Brisbane Khalistan Referendum voting hit by cyber attack
BRISBANE – Khalistan Referendum voting was hit by a massive cyber security attack within 30 minutes of the start of the voting.
The voting started at the Brisbane Exhibition and Convention Centre with the Sikh holy prayers at sharp 9am. The voting continued smoothly for the first 30 minutes but then the whole voting electronic system crashed as the cyber-attack was launched.
Organisers Sikhs For Justice (SFJ) said the attack was well planned and well -coordinated. They said that the Indian government agencies were behind the cyber-attack. They said that this was not the first time that the Sikhs’ Khalistan Referendum voting was attacked. One of the organisers said that attempts were made previously as well but the IT team and security experts of the SFJ were able to restore the system back up.
On Sunday as the system was disrupted, thousands of people waited in queues outside for the system to start operating again. The online portal especially built for safe voting on the question of “Secession of India from Punjab” went down and a message read on the system: “Your connection is not private. Attackers might be trying to steal your information from the website (for example passwords, messages or cards).”
Inside the vast hall, dozens of policemen stood in line to provide security to the voters. Outside the hall over 50 policemen patrolled the streets as there were fears of disruptions from the local Hindutva groups who had announced a demonstration outside the centre.
The cyber-attack is part of the sustained campaign by the Indian govt to halt the Khalistan Referendum voting in the western countries which have seen thousands of Sikhs coming out to show their support for the creation of Khalistan.
Qihoo360 Technology, a Beijing based major software company released a cyber-security report asserting that in India Sikhs with the religious and political inclination and Khalistan Referendum 2020 websites and mobile apps are under attack from Indian cyber mercenary group known as “APT C-35”.
APT C-35 Indian mercenaries have launched several phishing websites and mobile apps relating to Referendum 2020 as bait to target pro Khalistan Sikhs in India.

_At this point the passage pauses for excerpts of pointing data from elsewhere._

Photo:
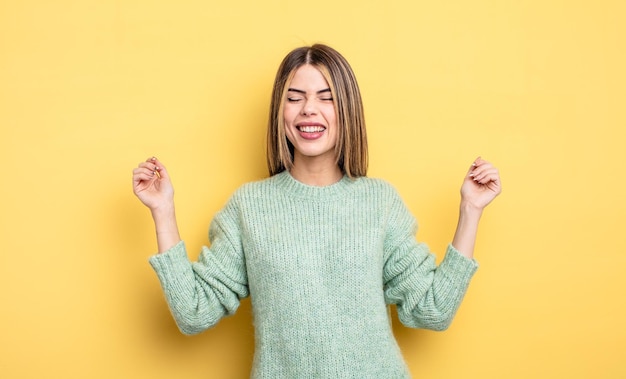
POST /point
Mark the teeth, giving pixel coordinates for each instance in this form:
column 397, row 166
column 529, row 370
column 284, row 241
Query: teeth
column 311, row 129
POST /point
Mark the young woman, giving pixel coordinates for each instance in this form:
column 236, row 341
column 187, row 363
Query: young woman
column 320, row 248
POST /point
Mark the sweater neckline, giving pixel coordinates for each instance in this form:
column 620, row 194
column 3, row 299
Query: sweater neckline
column 298, row 189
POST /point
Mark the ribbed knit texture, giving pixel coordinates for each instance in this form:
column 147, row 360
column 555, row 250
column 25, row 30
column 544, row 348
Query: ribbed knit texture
column 320, row 265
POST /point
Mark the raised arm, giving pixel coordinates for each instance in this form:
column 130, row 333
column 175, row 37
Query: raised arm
column 152, row 185
column 480, row 186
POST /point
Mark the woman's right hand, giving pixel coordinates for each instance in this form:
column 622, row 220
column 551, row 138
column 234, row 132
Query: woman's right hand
column 152, row 185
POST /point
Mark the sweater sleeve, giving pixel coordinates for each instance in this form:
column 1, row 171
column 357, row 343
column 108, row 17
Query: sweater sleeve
column 200, row 293
column 426, row 296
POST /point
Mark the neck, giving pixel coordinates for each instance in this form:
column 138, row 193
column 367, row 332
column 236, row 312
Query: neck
column 318, row 175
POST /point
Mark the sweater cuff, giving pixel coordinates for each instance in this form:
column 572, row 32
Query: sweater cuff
column 171, row 260
column 458, row 265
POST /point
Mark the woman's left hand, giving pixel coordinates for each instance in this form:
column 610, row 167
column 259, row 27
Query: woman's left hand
column 481, row 184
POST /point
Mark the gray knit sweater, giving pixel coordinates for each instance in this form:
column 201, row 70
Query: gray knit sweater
column 320, row 265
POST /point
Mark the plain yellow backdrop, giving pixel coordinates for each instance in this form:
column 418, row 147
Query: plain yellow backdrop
column 90, row 88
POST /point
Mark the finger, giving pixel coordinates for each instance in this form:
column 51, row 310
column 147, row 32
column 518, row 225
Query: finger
column 159, row 168
column 142, row 174
column 486, row 175
column 480, row 166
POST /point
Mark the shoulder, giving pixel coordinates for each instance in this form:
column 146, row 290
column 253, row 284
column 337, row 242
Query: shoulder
column 377, row 186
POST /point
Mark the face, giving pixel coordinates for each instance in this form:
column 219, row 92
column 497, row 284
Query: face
column 309, row 113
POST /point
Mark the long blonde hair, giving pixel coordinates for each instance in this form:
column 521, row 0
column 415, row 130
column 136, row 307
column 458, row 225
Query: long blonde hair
column 351, row 147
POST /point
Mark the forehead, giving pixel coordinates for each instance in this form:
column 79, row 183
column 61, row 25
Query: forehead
column 308, row 77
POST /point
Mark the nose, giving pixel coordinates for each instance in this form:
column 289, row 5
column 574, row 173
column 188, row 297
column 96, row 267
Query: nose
column 308, row 108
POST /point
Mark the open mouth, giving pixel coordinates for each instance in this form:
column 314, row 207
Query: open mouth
column 311, row 128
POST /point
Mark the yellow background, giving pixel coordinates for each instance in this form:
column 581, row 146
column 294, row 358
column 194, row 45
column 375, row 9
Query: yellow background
column 90, row 88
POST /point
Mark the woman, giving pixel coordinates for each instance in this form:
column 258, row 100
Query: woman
column 320, row 248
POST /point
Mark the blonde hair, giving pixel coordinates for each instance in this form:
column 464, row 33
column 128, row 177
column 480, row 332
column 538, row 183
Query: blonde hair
column 351, row 147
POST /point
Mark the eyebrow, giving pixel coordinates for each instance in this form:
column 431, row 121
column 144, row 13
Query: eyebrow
column 304, row 92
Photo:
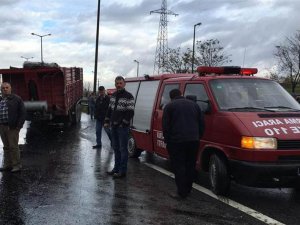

According to the report from the Qihoo 360 Core Security team, “there’s an ongoing phishing and spyware distribution campaign targeting Sikhs in India. There are approximately 30 million Sikhs, followers of a 15th-century monotheistic religion, and most of them (83%) live in Punjab, India”.
“After Canadian Blackberry’s report, Chinese Security Firm has also confirmed that every Sikh with a religious or political inclination is a target of cyber terrorism in Modi’s India” stated Gurpatwant Singh Pannun, General Counsel to SFJ who had sent a communique to Chinese authorities seeking support for Khalistan Referendum.
Tensions have risen here ahead of Khalistan Referendum voting on 19th March as dozens of pro-Khalistan Sikhs rounded up and forced closure of India’s honorary consulate in Brisbane and the Australian government issued an updated travel advisory advising its citizens against travelling to India due to a “high risk of violence” in certain states, including Punjab.
Few days before the March 19 voting organized by pro-Khalistan secessionist group Sikhs For Justice (SFJ), the Indian External Affairs Ministry spokesperson Arindam Bagchi has said that Prime Minister Narendra Modi had raised with his Australian counterpart Anthony Albanese the recent alleged incidents of attacks on temples in Australia as well as pro-Khalistani activities in that country.
It’s understood that the Indian PM Modi raised the issue with the Australian govt after over 50000 Sikhs turned up to vote for Khalistan Referendum in Melbourne for the first phase of Referendum at the end of January this year. Clashes broke out on streets between Sikhs and Hindu groups outside the voting centre and several arrests were made.
Sikhs For Justice (SFJ) has said that Sikhs have come under attack from hardline Hindutva supporters in Australia and they were captured on videos defacing Khalistan Banners hanged at the Sikh temples.
On March 15, the Consulate of India located on Swann Road in Brisbane was forced to close down after pro-Khalistan supporters blockaded the entry, raising slogans for justice. Queensland Police have said the pro Khalistan and Anti-India protest was lawful and peaceful. MEA spokesperson Bagchi in his media talk confirmed that a group of Sikhs protestors had entered the consulate and the work was halted. Bagchi said India has taken up the issue with the Australian authorities.